Quick fix I put together this VBA thing that fixes those symbols; we could add it to the Character Styles macro (or even add it to every macro) that we roll out with the new section-start styles. Also there are actually TWO copyright symbols in Symbol (serif and sans serif) but I could fix both.
Dim strCurrentFont As String
Selection.HomeKey Unit:=wdStory
With Selection.Find
.ClearFormatting
.Text = "^u61651"
Do While .Execute
strCurrentFont = Selection.Range.ParagraphStyle
If Dialogs(wdDialogInsertSymbol).Font = "Symbol" Then
Selection.InsertSymbol CharacterNumber:=169, Font:=strCurrentFont, Unicode:=True
Else
Selection.Collapse wdCollapseEnd
End If
Loop
End With
Longer fix The Symbol font in Word uses the Unicode Private Use Area - and there are actually a bunch of characters in this font that have equivalent HTML entities. If we wanted to be more thorough, we could search the whole range and replace known symbols with their correct Unicode characters (we'd need to create something that maps the Symbol code to the correct Unicode character), and for anything else found in that range we could generate an error for the user telling them that their symbol isn't supported in Bookmaker, or to contact us, or whatever.
Might be overkill if this is something that we can include in the future validator/fixer/reporter, though. @nelliemckesson can weigh in when she's back.
Thanks @ericawarren , looks great!
Reviewing options to fix this issue for future discussion with Nellie: 1) Reading the xml and capturing a search-string around the w:sym– my first approach.

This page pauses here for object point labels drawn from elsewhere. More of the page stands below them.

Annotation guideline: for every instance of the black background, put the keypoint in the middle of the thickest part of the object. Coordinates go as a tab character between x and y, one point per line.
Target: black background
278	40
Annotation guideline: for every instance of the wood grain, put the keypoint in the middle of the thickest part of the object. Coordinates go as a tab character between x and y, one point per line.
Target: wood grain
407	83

Now that I have it it may be too flawed: the matching is either too general, or if I handle for greater precision, inefficient and still potentially inexact. 2) Macros are an alternate way to approach this, and probably the most straightforward for now. 3) Opening the .docx file open pre-conversion, inserting placeholder tags into the document.xml to be updated later (or the correct symbol!), and re-zipping the.docx..
➤ Matthew Retzer commented:
Just putting this here... https://github.com/macmillanpublishers/bookmaker_validator/issues/82 So we can see if we have the same / similar issue with this odd character from that issue.

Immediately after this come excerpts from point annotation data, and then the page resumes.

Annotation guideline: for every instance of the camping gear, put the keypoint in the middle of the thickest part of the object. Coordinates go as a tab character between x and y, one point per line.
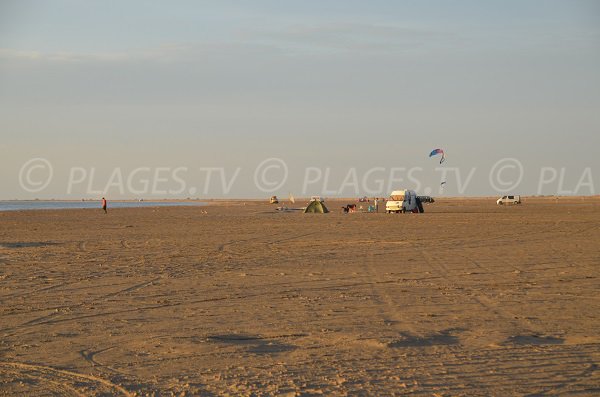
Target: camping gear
316	207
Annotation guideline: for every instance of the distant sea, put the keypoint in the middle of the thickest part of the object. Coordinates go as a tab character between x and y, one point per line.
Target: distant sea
20	205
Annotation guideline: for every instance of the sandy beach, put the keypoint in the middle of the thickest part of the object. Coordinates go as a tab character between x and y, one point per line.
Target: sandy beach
466	299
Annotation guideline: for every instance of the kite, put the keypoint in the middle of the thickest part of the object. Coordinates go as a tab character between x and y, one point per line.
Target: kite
438	151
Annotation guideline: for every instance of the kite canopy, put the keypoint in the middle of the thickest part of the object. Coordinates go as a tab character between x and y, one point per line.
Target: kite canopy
436	152
316	207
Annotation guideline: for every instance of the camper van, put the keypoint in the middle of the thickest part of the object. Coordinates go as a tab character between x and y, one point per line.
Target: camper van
403	201
509	200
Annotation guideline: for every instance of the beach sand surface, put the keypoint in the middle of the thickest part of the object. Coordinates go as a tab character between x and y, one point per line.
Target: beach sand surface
467	299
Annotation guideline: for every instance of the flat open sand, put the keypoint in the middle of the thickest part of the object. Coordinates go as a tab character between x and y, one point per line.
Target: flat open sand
467	299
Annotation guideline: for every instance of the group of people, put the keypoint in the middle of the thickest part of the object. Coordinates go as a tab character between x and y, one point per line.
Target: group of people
372	208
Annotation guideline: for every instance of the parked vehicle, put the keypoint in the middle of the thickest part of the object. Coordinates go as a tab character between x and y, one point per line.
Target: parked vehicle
509	200
426	199
403	201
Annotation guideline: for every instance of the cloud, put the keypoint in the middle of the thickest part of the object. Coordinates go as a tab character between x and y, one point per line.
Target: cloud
349	37
163	52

➤ Matthew Retzer commented:
4-6 hrs
➤ Matthew Retzer commented:
Two PR's for this for Luigi to review: https://github.com/macmillanpublishers/bookmaker_addons/pull/182
and this little one: https://github.com/macmillanpublishers/sectionstart_converter/pull/10
➤ luigi.squillante commented:
both approved
➤ Matthew Retzer commented:
merged
In the xsl html conversion, this symbol is translated in the layout html as:
©
. In the htmlmaker_js conversion it's just missing. This happened in all of the Swerve tests and most of the Flatiron ones. Example file: https://www.dropbox.com/s/bofkpieghfybijf/9781250109774_MNU_NEW.docx?dl=0NOTE: the copyright symbol in the tor.com manuscripts WAS included in the htmlmaker_js conversions; the copyright character in those manuscripts is visibly slightly different, so is probably a different ascii character - though it ends up in the html with the same
©
encoding.